You reply that you don't care about tricky, you care about results. And so they go to work as do your lobbyists, and lo and behold you get a shiny new patent on your original computer. Granted, there's still this GPL license to deal with, but with the patent, you figure that you might even be able sue those who wrote it in the first place. And so you build the computer, your customers eat them up like hotcakes, and you step out into grandeur beyond your wildest expectations...

Five years later, and my how things have changed. Sure the big tech companies are still around, but you're in the catbird seat. Some licensed your patent right away. Some (including the linux community) fought back of course, but you've tied that up in the courts for years to come, and now that the founding partner of your favorite law firm was just appointed to the US supreme court, the outcome isn't really in doubt. And sure, people don't "have" to buy your computers, but the are increasingly few places where knock out isn't being run what with the passage of the bipartisan bill: OCTPPCFPA (Online Child, Terrorism, Porn, Piracy, Copywrite Freedom Protection Act) and you have a small army of private investigators working night and day to figure out how those few businesses that aren't licensing your patent are getting away with it.

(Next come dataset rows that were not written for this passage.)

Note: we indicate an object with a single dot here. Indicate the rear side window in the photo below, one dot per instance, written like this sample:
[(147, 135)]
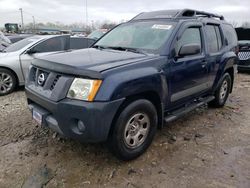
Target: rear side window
[(230, 35), (214, 40), (51, 45), (190, 36), (219, 38)]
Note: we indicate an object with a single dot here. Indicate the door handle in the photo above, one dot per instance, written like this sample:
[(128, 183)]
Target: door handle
[(203, 63)]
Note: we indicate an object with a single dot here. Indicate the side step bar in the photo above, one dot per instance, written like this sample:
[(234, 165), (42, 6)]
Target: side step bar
[(180, 112)]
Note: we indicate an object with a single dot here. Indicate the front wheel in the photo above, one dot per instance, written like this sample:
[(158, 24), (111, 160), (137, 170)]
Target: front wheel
[(7, 82), (222, 92), (134, 130)]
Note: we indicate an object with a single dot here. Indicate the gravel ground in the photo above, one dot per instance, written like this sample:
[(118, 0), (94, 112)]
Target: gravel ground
[(206, 148)]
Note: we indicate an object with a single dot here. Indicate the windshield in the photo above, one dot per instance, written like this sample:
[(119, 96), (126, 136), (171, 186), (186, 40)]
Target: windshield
[(20, 44), (242, 42), (96, 34), (148, 36)]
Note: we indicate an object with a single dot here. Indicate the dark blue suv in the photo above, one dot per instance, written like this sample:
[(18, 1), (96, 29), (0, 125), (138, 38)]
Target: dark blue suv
[(150, 70)]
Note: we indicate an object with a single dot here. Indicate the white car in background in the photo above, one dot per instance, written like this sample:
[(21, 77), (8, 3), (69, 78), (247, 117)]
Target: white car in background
[(16, 58), (4, 41)]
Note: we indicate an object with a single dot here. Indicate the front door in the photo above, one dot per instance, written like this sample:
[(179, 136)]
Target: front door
[(188, 74)]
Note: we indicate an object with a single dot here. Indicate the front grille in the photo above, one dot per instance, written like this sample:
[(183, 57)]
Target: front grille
[(54, 87), (49, 80), (54, 82), (244, 55)]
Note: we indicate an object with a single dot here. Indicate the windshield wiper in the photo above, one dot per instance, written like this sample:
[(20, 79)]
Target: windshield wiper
[(134, 50), (99, 47)]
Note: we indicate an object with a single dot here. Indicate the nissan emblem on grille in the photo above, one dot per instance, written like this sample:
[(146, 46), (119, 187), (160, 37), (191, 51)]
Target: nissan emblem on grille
[(41, 79)]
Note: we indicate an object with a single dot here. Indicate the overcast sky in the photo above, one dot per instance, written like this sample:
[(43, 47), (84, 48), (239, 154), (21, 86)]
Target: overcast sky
[(72, 11)]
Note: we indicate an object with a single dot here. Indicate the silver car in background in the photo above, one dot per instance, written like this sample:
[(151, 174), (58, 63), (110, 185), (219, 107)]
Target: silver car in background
[(16, 59)]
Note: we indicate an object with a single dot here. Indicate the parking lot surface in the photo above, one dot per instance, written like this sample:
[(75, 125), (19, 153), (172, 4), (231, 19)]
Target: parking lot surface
[(206, 148)]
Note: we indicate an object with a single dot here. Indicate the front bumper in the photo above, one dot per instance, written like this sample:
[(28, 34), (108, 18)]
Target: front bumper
[(64, 116)]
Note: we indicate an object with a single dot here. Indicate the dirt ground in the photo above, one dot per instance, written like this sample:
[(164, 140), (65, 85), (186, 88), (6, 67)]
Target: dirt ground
[(206, 148)]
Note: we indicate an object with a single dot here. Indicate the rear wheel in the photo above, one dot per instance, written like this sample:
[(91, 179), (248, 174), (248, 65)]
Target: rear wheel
[(134, 130), (222, 92), (7, 82)]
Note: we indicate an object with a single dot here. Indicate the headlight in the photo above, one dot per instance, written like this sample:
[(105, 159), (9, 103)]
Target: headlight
[(84, 89)]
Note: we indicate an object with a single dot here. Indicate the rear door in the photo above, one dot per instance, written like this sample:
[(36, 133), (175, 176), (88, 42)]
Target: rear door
[(214, 50), (55, 44), (189, 74)]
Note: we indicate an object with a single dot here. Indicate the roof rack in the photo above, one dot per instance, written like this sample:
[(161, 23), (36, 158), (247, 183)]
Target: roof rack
[(195, 13), (185, 13)]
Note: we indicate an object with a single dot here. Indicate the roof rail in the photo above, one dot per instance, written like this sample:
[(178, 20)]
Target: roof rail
[(185, 13), (193, 13)]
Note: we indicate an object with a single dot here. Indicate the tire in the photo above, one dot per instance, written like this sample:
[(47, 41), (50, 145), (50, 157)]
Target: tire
[(7, 82), (133, 130), (222, 92)]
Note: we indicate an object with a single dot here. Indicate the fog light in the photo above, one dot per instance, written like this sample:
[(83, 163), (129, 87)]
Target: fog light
[(81, 126)]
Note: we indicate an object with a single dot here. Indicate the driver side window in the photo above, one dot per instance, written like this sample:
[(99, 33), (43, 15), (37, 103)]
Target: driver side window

In short, the general consensus (according to anyone who matters) is that technology is entering a golden age - there are almost no bad computers any more... at least in the US and even the movie and music industries are starting to think the worst might be over for the whole piracy thing. The Internet-wild-west days are finally coming to an end and everyone has you to thank for it. Granted, there are some 3rd world countries where things are still wide open (and worse your products have been pirated), but fortunately they are largely walled off from the networks used by the civilized world... for now. Granted, the threat from them is real, and must be dealt with..., but seeing as how you've got the inside track on becoming the new cyber security czar (after all you are the expert) the future is looking bright indeed...

Just a fairy tale right? An obviously transparent and unrealistc protection racket that no one would ever go for?

Well, then reconsider our little fairy tale, but this time, instead of computers think plants and instead of "anti-botnet software" think herbicides, and instead of patented computers think patented genes.

That's right, plants that humanity has cultured and shaped for thousands of years (what's more open source than that?) have, in the last 20 years become proprietary and monoculture. Don't believe me? Watch the movie. It names, names. (I don't have that kind of legal budget). Or go read this: to see what's happening right now.

In short, the real harm I see in GMO's is not the health concerns, and other bugaboo disinformation that one generally hears in what little public discussion goes on about this stuff, but in the much broader and fundamental risks that what once was the Intellectual Property of the human race - the result of 10,000 years of cultivating crops - and all the value created by it, as well as the freedom of our farmers, and those who buy what they produce (i.e. ultimately all of us) has been taken right out from under noses, and those doing the taking are defending their actions on the grounds that it would harm their investments and bottom lines (when they bother to defend it at all, most of the time they just push everyone out of the way).

Frankly, until yesterday I would've thought my fairy tale was the more plausible scenario.